On Wednesday morning, Jeff Bezos said in an interview with CNBC that Americans in the bottom half of income brackets shouldn’t pay taxes.
“Why is a nurse in Queens who makes $75,000 a year paying more than $1,000 a month in taxes?” Bezos said. “That’s $1,000 that could be used for rent, groceries, etc… To me, it’s kind of ridiculous that we’re doing something like this. They shouldn’t be asking this nurse in Queens to send money to Washington. They should send her an apology.”
Mr. Bezos claims that the bottom half of income earners account for only 3% of total tax revenue, but people like the nurse spend about 16% of their pay to generate that negligible share. She is paying a meaningful personal price for funding rounding errors in the federal budget.
It may seem surprising that this moment of empathy would come from Mr. Bezos, one of the world’s richest people. Billionaires like Bezos take advantage of holes in the tax system to pay income taxes on a small percentage of their annual profits. In 2007 and 2011, Bezos paid no income taxes at all. According to research by ProPublica, Bezos’ wealth increased by $127 billion from 2006 to 2018, while his income was reported at $6.5 billion. This amounted to a huge tax bill of $1.4 billion, but the tax rate was only about 1%.

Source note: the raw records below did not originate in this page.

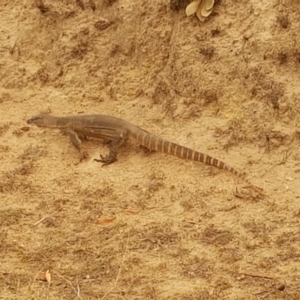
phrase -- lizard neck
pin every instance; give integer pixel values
(52, 122)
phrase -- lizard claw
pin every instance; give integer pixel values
(106, 160)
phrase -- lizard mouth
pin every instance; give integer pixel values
(33, 120)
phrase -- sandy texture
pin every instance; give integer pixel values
(150, 227)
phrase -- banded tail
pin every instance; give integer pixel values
(155, 143)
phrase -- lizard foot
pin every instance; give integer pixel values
(83, 155)
(106, 160)
(146, 150)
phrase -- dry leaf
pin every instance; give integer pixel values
(48, 276)
(105, 221)
(209, 4)
(192, 8)
(130, 212)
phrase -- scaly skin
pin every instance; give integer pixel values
(116, 131)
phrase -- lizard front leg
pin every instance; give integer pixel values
(77, 143)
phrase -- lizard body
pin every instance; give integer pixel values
(116, 131)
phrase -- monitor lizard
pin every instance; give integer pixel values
(116, 131)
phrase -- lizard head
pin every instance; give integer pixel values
(38, 120)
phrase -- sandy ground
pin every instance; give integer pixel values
(150, 227)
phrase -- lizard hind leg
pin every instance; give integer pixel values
(77, 143)
(114, 145)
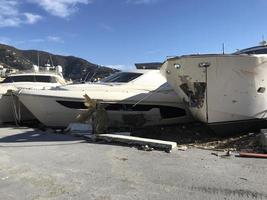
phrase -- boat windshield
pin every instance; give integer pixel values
(121, 77)
(253, 50)
(30, 78)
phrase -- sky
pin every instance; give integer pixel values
(119, 33)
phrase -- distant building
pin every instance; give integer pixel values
(152, 65)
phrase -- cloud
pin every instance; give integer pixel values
(60, 8)
(32, 18)
(11, 17)
(138, 2)
(55, 39)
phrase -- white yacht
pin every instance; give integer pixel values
(10, 109)
(132, 99)
(221, 89)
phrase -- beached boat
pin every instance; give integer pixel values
(221, 89)
(132, 99)
(10, 109)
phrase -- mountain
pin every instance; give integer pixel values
(73, 67)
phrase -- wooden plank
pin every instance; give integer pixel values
(157, 144)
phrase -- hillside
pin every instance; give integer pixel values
(73, 67)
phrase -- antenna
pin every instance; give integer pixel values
(263, 42)
(38, 59)
(51, 60)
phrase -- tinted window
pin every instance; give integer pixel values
(253, 50)
(122, 77)
(45, 79)
(23, 79)
(7, 80)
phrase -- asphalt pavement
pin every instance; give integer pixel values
(41, 165)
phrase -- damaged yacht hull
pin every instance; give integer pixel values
(220, 89)
(144, 101)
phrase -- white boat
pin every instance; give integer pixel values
(221, 89)
(10, 109)
(132, 99)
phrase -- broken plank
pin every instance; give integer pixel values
(157, 144)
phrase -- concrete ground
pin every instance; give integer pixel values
(38, 165)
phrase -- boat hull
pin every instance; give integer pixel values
(59, 111)
(220, 88)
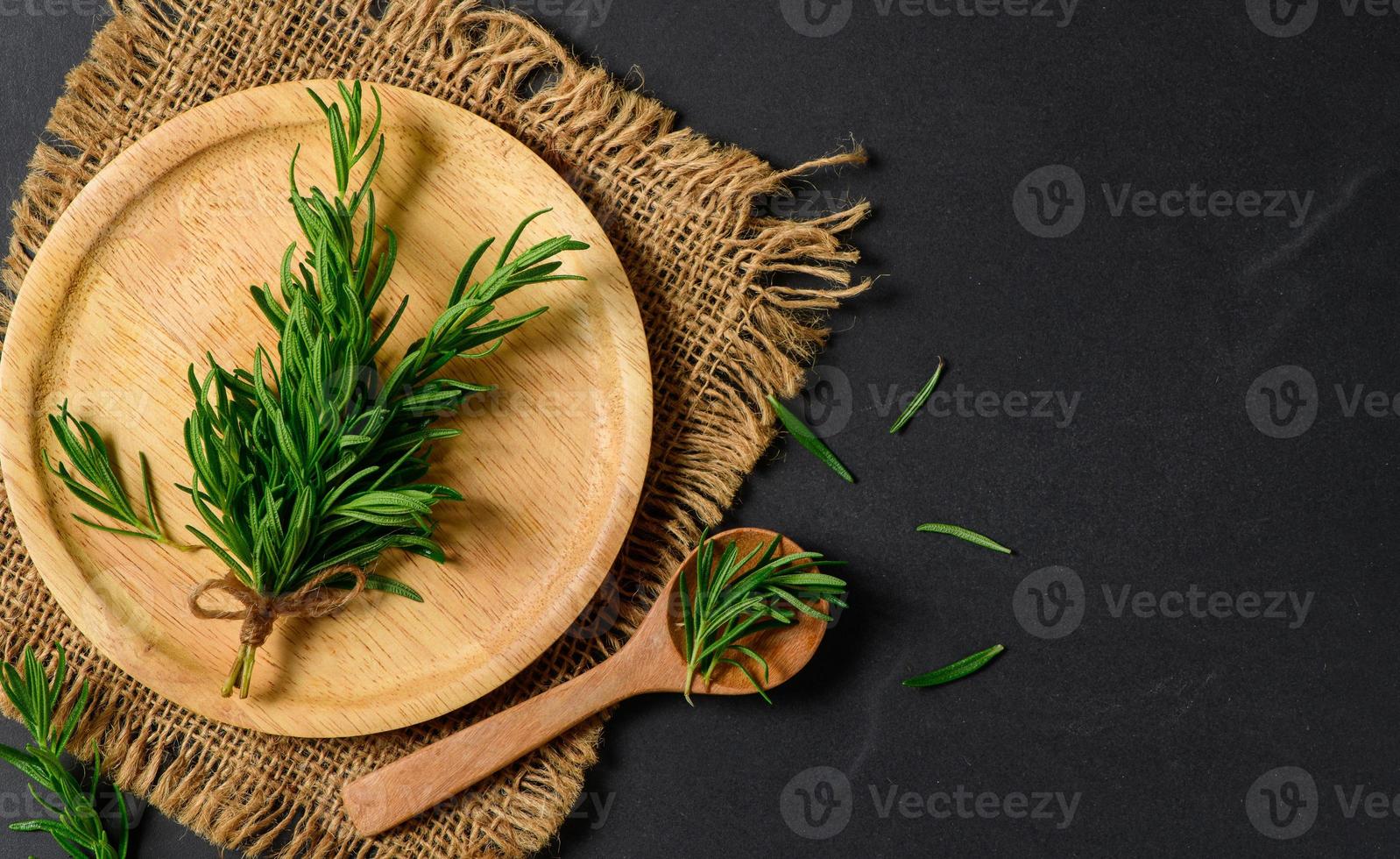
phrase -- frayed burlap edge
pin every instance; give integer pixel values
(723, 331)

This is not illegal. Americans are not taxed on unrealized gains. This means that even if Amazon’s stock swells and Bezos becomes even richer, he will only pay taxes if he sells the stock. The ultra-wealthy do everything they can to preserve their investments. Instead, they take out huge loans using their stock as collateral, live on those loans, and avoid paying taxes because those loans are technically debt.
Has Jeff Bezos finally realized how unfair this is? Does he now understand the frustration of the middle class, who can’t take out loans on piles of company stock to avoid reporting capital gains?
“[Senator] “Elizabeth Warren has made this point repeatedly… Even though you and others pay huge amounts of taxes, you can probably pay a lower tax rate than me,” CNBC reporter Andrew Ross Sorkin asked Bezos.
It is highly unlikely that Mr. Bezos would invite Sen. Warren to dinner at one of his many mansions. In his words, the United States has a spending problem, not a revenue problem.
“We already have the most progressive tax system in the world,” Bezos said. “The top 1 percent of taxpayers pays 40 percent of all tax revenue. The bottom half pays just 3 percent.”
But Bezos still pays taxes at a lower rate than most Americans. This fact remains true even after paying taxes on the Amazon stock he sold to fund the space exploration company he owns, Blue Origin.
“If people want to pay me billions more, let’s have that discussion, but don’t pretend like that’s going to solve the problem,” Bezos said. “You can double the taxes I pay, but that won’t help.” [nurse] In Queens. ”
Even when juxtaposed against the massive $7.4 trillion federal budget, it’s basically hard to imagine that Bezos couldn’t find some productive use for the billions more in taxes he might pay.
That nurse in Queens would certainly benefit if she could reliably take public transportation to work, or if she could actually send her children to a well-resourced public school. Perhaps she would appreciate being able to go to the hospital in an emergency without having to worry about how to pay thousands of dollars in medical bills.
Of course, these fanciful scenarios depend on our trust that the government will properly distribute our tax dollars in a way that is useful.
Bezos added: “If you really want to have a progressive tax system, you want that money to actually be useful, not just to fit into some sort of administrative bureaucracy.”
But money looks different when it becomes something real and tangible. It’s a finite number that shows up in your bank account every two weeks and should immediately cover your rent, groceries, car payments, student loans, and other debts.
If it’s naive to daydream about what we could achieve if billionaires paid their fair share of taxes, so be it. It is naive to think that we can build a data center on the moon.